Presenting a method for extracting structured domain-dependent information from Farsi Web pages

Emami, Hojjat

doi:10.52547/jsdp.19.2.133

Volume 19, Issue 2 (9-2022) JSDP 2022, 19(2): 133-146 | Back to browse issues page

‎ 10.52547/jsdp.19.2.133

Presenting a method for extracting structured domain-dependent information from Farsi Web pages

Hojjat Emami ^*

University of Bonab

Abstract: (837 Views)

Extracting structured information about entities from web texts is an important task in web mining, natural language processing, and information extraction. Information extraction is useful in many applications including search engines, question-answering systems, recommender systems, machine translation, and etc. An information extraction system aims to identify the entities from the text and extract their related information to form a profile of the target entity.
In recent years, several methods have been proposed for extracting structured information from web text. The majority of existing methods for extracting entity-centric information require a predefined ontology. The ontology includes the complete knowledge of the entities and their attributes. The main challenge of these methods is their inability to extract information about entities that are not already defined in the ontology. Besides, the existing methods have ignored semantic information extraction and have not linked the extracted information to the general ontology entries. This highlights that introducing new methods for semantic information extraction is an open problem and there is room for more efforts in this field.
As an element of research, we proposed a new method for the automatic extraction of semantically structured information from Farsi web text. The proposed method does not require background knowledge about the entities and their properties. The proposed method consists of three main phases including pre-processing, semantic analysis and frame extraction. To fulfill these phases, we use a combination of language resources, text processing tools, and distant ontologies. The main focuses of the proposed method are to enrich the predicate-argument frames with the semantic information extracted from distant ontologies, extract the entity-related information from predicate-argument frames, and link the extracted information with their corresponding sense in DBPedia ontology. The issue facilitates the processing of Farsi texts by computers.
To evaluate the proposed method, we created a small Farsi dataset containing 100 complete sentences. Then, the proposed method is compared with three information extraction methods on this dataset. The results of experiments show the superiority of the proposed method compared to counterpart methods in terms of precision and F₁ measures.

Article number: 9

Keywords: Web mining, information extraction, natural language processing, ontology, structured-semantic information

Full-Text [PDF 968 kb] (236 Downloads)

Type of Study: Research | Subject: Paper
Received: 2019/12/26 | Accepted: 2021/06/20 | Published: 2022/09/30 | ePublished: 2022/09/30

References

1. [1] A. A. Barforoush, H. Shirazi, and H. Emami, "A new classification framework to evaluate the entity profiling on the Web: past, present and future," ACM Comput. Surv., vol. 50, no. 3, pp. 1-39, 2017. [DOI:10.1145/3066904]

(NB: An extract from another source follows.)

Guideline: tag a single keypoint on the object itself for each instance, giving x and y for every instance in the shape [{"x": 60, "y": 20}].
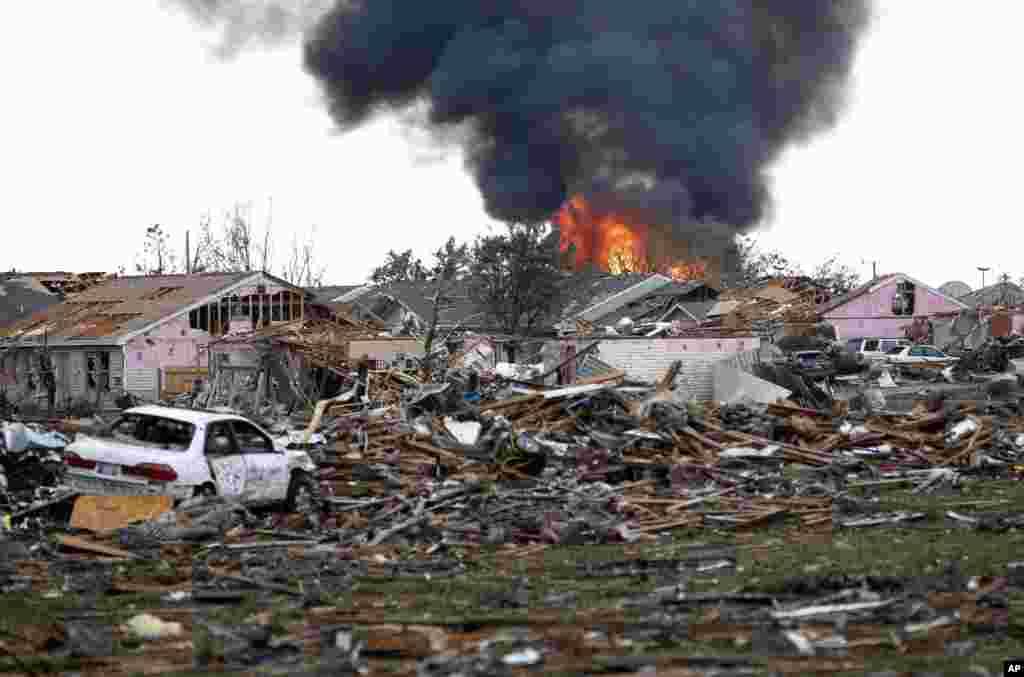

2. [2] H. Emami, H. Shirazi, and A. A. Barforoush, "A Semantic approach to person profile extraction from Farsi documents," J. Inf. Syst. Telecommun., vol. 4, no. 4, pp. 232-243, 2016.

3. [3] W. Li, R. Srihari, C. Niu, and X. Li, "Entity profile extraction from large corpora," in Pacific Association for Computational Linguistics Conference (PACLING-2003), Harifax, Canada, 2003.

4. [4] Y. Chen, S. Y. Mei Lee, and C. R. Huang, "A robust web personal name information extraction system," Expert Syst. Appl., vol. 39, no. 3, pp. 2690-2699, 2012. [DOI:10.1016/j.eswa.2011.08.125]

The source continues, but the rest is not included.